Since acceleration is constant, Therefore we can apply equations of motion for both balls (considering Positive Downwards).
For ball 1:
Initial velocity, u = 0
Acceleration, a = g = 10 m/s
Displacement, s = x
Now, s = ut + 1/2[at^2]
=> x = 0* t + 1/2 * 10 * t^2
=> x = 5t^2 ----eq 1
For ball 2:
Initial velocity, u = -25m/s (v is upwards so its -ve, By sign convention)

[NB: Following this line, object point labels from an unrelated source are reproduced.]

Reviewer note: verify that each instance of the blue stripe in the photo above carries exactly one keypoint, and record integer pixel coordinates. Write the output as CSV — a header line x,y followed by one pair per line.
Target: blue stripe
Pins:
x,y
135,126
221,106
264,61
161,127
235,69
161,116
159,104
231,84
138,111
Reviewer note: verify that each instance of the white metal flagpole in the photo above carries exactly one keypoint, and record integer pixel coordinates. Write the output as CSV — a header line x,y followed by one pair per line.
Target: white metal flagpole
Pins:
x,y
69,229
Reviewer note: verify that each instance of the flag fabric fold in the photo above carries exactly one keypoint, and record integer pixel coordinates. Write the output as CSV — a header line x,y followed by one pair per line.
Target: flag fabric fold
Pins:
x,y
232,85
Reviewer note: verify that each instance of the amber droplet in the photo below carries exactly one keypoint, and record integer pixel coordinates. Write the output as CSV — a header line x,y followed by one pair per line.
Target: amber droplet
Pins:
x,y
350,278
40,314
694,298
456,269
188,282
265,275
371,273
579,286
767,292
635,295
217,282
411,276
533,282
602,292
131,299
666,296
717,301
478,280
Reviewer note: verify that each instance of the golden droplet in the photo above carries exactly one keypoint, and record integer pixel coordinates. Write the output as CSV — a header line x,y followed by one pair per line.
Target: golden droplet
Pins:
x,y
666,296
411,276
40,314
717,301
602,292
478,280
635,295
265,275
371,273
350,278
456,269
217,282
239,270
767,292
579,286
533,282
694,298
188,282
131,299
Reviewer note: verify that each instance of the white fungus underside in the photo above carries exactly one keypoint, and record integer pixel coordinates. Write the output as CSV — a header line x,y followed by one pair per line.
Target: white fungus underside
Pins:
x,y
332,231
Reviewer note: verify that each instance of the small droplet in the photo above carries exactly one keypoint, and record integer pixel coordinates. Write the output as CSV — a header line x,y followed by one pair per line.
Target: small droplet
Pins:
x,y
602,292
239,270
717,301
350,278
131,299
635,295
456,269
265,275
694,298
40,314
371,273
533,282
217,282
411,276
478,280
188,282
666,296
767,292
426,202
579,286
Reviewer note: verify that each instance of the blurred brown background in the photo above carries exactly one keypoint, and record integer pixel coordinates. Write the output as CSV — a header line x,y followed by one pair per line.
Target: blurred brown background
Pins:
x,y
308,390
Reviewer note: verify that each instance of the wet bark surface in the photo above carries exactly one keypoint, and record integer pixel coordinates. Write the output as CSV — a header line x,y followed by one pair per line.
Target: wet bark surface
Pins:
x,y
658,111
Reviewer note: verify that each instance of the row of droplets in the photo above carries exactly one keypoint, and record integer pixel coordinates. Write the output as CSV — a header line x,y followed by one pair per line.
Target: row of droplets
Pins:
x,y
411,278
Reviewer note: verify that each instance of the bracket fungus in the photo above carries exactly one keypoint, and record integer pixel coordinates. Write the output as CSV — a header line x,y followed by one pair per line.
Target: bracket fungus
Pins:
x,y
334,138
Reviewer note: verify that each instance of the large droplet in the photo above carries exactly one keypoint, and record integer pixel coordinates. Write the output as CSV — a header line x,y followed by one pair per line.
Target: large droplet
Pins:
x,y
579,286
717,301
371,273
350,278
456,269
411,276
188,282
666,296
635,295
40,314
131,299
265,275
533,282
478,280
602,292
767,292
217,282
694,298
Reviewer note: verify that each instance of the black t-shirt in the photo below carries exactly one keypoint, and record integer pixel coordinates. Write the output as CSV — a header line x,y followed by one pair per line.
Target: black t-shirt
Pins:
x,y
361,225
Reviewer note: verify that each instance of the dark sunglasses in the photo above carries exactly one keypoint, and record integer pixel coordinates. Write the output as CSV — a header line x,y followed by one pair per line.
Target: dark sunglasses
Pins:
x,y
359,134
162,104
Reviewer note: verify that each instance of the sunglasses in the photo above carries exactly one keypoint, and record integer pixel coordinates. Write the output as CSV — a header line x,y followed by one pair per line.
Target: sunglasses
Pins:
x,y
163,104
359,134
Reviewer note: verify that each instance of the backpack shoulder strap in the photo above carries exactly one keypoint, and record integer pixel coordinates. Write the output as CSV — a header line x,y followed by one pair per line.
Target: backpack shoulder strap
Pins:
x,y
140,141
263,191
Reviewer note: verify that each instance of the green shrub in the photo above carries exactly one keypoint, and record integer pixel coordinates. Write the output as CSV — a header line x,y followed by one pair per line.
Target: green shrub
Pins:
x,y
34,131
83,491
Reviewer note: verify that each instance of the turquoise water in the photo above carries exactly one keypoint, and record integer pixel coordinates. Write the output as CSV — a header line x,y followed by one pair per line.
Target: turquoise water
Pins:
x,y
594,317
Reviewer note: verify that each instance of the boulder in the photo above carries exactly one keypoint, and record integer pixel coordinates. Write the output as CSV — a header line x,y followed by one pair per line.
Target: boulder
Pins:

Acceleration, a = g = -10 m/s ( ball is going upwards so its -ve, By sign convention)
Displacement, s = -(100 - x) = x - 100
Now, s = ut + 1/2[at^2]
=> x - 100 = (-25)* t + 1/2 * (-10) * t^2
=> x - 100 = (-25)* t + 1/2 * (-10) * t^2
=> x = -25t - 5t^2 + 100 ----eq 2
Now from equation (1) and (2), we get,
-25 t - 5t^2 + 100 = 5t^2
=> 25t = 100
=> t = 4 seconds
Now, x = 5t^2 ---- from eq 1
(Putting value of t = 4s)
x = 5 * 4^2
x = 16 * 5
x = 80 meter
Hence, the balls will meet at (100 - 80) = 20m above the ground after 4 seconds.